Six Iranian warships and logistic vessels will join an international armada fighting piracy off the coast of Somalia and the Gulf of Aden.
Six Iranian warships and logistic vessels will join an international armada fighting piracy off the coast of Somalia and the Gulf of Aden. The deployment is in line with international efforts to curb piracy in the pirate-infested waters, which have seen over 220 ships falling victim to hijacking over the past two years. The commander of the Iranian Navy, Real-Admiral Habibollah Sayyari, said on Monday that "six warships and support vessels have been dispatched to the Gulf of Aden region and international waters."
Adm. Sayyari called this long-range mission thousands of kilometers away from base "unprecedented" in Iranian naval history, and saw it as proof of the country's military abilities, ISNA reported.
Another Iranian warship has already joined an international fleet -- consisting of vessels from the US, Denmark, Russia, Italy and other countries -- to create a security corridor in the bandit-ridden waters.
The Islamic Republic's first deployment came after Somali pirates hijacked the Hong Kong-flagged cargo ship, Delight, operated by the Islamic Republic of Iran Shipping Lines (IRISL) in the Gulf of Aden in November, 2008.
The latest incident involving an Iranian ship came in March when the pirates attacked an Iranian vessel for what they called illegal fishing in the northern semi-autonomous region of Puntland.
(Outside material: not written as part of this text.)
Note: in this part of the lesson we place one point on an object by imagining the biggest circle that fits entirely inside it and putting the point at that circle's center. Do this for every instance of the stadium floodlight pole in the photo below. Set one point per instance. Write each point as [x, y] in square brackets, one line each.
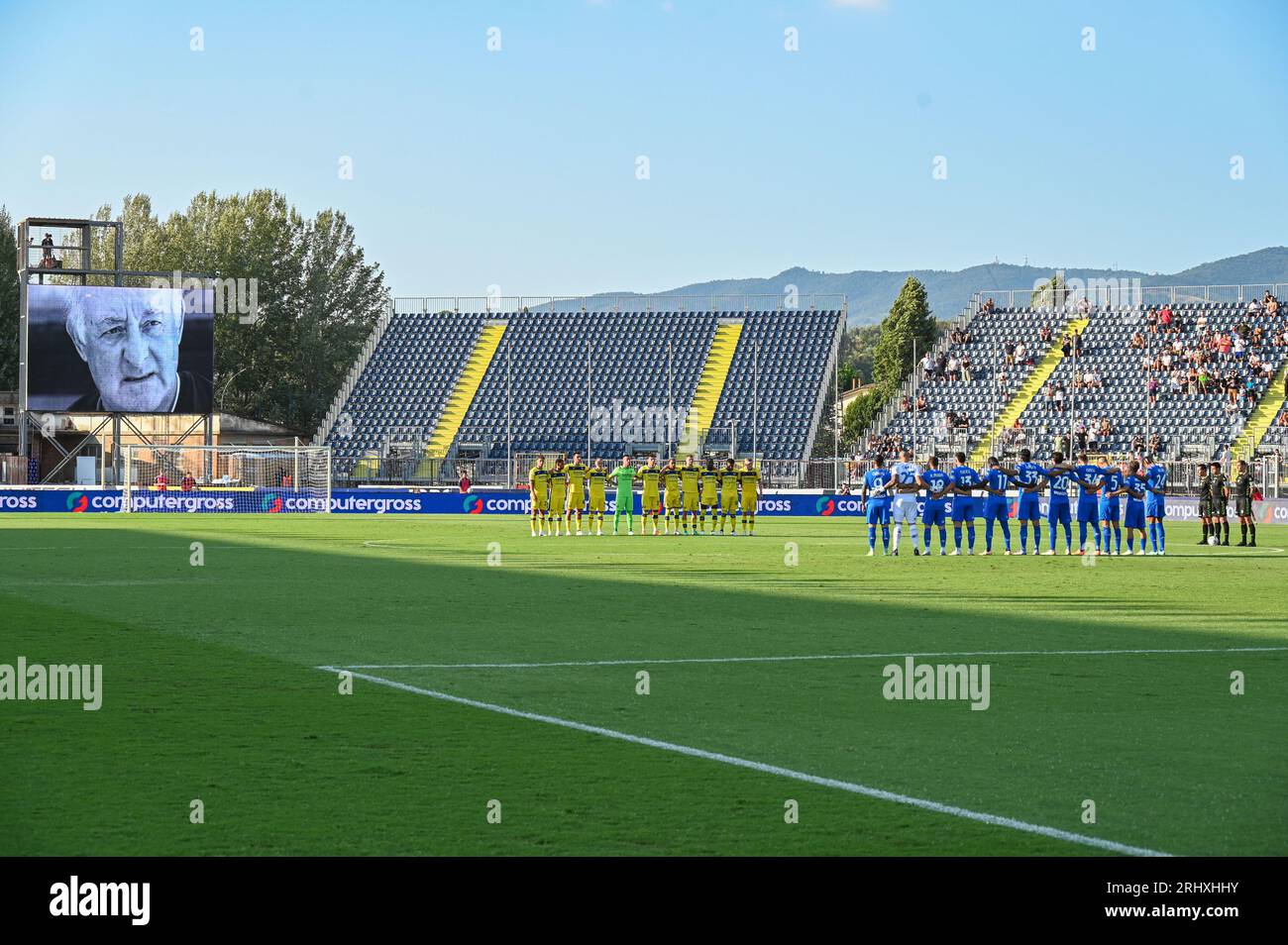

The Gulf of Aden, which links the Indian Ocean with the Suez Canal and the Mediterranean Sea, is the quickest route for more than 20,000 vessels going from Asia to Europe and the Americas every year.
The pirates in the area usually try to board and take over the ships, while holding their crews hostage for huge ransoms from ship owners.
Although the exact amount of their income is not known, it is estimated that last year the pirates collected tens of millions of dollars in ransom.
It is belied that part of their earning was later invested in better, faster and longer-range boats to attack commercial shipping hundreds of kilometers away from the coast.
A report earlier suggests that Somali pirates receive intelligence about the shipping traffic from associates in london, England, which is the world center for insurance and ship broking.